While lawmakers are bracing for a bruising nomination battle, the battle of the interest groups has already begun, with Minority Leader Chuck Schumer blasting President Trump for consulting with conservative groups like the Federalist Society and its leader, Leonard Leo, and ignoring Democrats in Congress.
“Mr. Leonard Leo is the man who assembled Trump’s list of potential Supreme Court nominees and no one, no one, has been more dedicated to overturning Roe v. Wade than Leonard Leo,” Schumer said.
[…]
“Now normally in the Senate, we have a process of advising consent on the Supreme Court,” Schumer said,
“In the old days, the president would consult with Republicans and Democrats in the Senate on a qualified judge and then after careful deliberation nominate a jurist to get bipartisan support.
What we have here is the exact opposite…the president has gone to two hard right groups, the Heritage Foundation and the Federalist Society, and asked them, not the Senate, to advise and consent on a Supreme Court nomination.”

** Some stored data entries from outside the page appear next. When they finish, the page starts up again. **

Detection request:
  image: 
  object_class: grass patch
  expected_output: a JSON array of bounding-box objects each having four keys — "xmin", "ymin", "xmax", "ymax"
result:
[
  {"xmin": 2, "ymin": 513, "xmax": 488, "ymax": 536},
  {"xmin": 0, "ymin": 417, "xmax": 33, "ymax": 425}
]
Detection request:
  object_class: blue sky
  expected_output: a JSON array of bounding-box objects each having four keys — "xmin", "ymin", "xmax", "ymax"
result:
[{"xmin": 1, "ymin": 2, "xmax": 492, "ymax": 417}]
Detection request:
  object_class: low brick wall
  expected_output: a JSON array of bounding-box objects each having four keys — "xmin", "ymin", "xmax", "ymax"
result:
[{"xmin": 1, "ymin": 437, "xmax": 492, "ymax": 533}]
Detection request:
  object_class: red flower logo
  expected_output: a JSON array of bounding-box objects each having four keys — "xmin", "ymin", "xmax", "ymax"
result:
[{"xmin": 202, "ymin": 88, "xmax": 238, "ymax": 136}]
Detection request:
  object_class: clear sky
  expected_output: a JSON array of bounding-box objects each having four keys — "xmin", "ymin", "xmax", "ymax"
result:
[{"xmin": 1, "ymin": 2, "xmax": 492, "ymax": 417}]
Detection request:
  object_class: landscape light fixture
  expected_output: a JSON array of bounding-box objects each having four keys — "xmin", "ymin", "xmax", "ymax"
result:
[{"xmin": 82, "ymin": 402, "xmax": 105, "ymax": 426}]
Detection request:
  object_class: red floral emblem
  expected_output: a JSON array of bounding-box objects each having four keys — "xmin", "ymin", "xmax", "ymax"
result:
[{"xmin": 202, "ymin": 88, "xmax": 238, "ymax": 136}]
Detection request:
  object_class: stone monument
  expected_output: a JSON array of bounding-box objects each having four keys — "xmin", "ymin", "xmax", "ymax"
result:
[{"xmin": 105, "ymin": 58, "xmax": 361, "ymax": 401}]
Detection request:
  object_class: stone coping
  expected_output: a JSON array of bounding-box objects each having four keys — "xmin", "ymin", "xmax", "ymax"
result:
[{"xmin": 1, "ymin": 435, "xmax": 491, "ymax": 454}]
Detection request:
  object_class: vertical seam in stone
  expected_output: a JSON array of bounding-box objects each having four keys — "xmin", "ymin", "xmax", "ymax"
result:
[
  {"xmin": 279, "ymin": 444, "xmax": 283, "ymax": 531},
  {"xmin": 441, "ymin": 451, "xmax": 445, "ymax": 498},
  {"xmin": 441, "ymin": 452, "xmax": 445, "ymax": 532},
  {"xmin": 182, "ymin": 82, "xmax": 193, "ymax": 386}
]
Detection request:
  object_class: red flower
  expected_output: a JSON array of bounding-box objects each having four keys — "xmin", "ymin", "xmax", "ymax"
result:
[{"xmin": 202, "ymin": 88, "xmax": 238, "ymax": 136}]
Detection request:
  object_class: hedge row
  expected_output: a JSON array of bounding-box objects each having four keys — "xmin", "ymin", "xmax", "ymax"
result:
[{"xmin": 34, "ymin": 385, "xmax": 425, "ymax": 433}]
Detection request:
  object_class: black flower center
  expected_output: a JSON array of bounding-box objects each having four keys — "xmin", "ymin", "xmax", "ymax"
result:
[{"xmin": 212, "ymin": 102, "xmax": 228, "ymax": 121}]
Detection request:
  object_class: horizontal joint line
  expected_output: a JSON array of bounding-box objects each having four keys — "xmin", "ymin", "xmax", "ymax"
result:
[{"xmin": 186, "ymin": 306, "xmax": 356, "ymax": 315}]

And liberal pro-choice groups like NARAL Pro-Choice America have already launched a campaign to pressure red-state Democrats and moderate Republicans to oppose Trump’s pick. Four red-state Democratic senators – West Virginia’s Joe Manchin, North Dakota’s Heidi Heitkamp, Indiana’s Joe Donnelly and Alabama’s Doug Jones – were invited to the White House for Trump’s announcement, but all four declined the invitation.